È vero che vi fu in parte un passaggio dell’eredità culturale (umanistica, scientifica, artistica) dai sopraffatti ai sopraffattori. È altrettanto vero che all’imperialismo territoriale arabo si accompagnò in parte quello intellettuale, ma il totalitarismo dell’islam ormai dominante in qualunque settore della “res publica”, unitamente all’invadenza sin nei minimi aspetti della vita sociale e privata dei cittadini e l’ostilità verso qualsiasi cosa che non fosse legata al Corano (in quanto parola esatta di Allah), impedirono una continuazione del vigore intellettuale. La spinta artistica e scientifica vennero meno e, di conseguenza, l’impulso verso il progresso si arrestò.

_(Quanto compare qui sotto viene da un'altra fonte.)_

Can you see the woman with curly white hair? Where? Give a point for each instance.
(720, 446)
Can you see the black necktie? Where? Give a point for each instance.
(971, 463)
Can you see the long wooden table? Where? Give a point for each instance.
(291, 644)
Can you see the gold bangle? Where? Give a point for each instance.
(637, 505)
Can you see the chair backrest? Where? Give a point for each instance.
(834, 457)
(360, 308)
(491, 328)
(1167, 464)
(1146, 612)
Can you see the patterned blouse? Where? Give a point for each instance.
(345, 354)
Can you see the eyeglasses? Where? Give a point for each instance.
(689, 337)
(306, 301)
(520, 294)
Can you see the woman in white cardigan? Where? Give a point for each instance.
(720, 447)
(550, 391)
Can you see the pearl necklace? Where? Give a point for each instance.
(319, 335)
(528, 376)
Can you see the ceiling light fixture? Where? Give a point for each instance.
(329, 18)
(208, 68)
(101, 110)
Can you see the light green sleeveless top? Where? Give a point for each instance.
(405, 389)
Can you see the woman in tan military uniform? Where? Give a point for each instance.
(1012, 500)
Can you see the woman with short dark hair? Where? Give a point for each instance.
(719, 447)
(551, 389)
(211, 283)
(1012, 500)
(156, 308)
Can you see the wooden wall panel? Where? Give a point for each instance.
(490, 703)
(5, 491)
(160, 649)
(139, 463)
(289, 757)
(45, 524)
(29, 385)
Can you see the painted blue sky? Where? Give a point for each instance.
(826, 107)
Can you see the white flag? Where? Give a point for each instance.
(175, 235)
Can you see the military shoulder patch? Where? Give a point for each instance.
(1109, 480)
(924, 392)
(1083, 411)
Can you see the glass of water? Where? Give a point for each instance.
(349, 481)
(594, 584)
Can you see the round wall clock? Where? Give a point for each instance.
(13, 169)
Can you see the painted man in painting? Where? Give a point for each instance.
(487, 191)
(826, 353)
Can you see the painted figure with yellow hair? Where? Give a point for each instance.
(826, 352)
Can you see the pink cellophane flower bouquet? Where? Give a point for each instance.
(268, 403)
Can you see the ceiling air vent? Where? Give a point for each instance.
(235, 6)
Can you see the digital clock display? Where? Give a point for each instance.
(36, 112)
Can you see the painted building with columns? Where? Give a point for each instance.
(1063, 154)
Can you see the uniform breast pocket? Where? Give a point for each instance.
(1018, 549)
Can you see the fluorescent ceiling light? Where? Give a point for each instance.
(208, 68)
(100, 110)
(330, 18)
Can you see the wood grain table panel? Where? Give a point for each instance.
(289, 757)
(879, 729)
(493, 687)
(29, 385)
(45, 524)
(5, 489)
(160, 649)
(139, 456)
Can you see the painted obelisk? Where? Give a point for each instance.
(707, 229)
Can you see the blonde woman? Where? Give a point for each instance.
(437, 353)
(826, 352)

E così, nonostante i progressi nel campo della medicina nel “mondo arabo“, fu in quell’Europa che una certa storiografia poco obiettiva ha per secoli dipinto buia e arretrata, che venne spienata la strada alle più importanti scoperte scientifiche, tra cui quelle mediche con la pubblicazione nel 1543 del tarttato De humani corpis fabrica del fisico e ricercatore Andrea Vesalio (1514 – 1564). Perchè? Semplice: perché Vesalio ebbe la possibilità di sezionare corpi umani, una pratica che l’islam osteggiava. Il libro del Vesalio è ricco di immagini dettagliate di anatomia del corpo umano, cosa che l’islam osteggiò insieme alla pubblicazione dei libri stessi, impedendo che potesse avvenire lo stesso nel “mondo arabo-islamico”.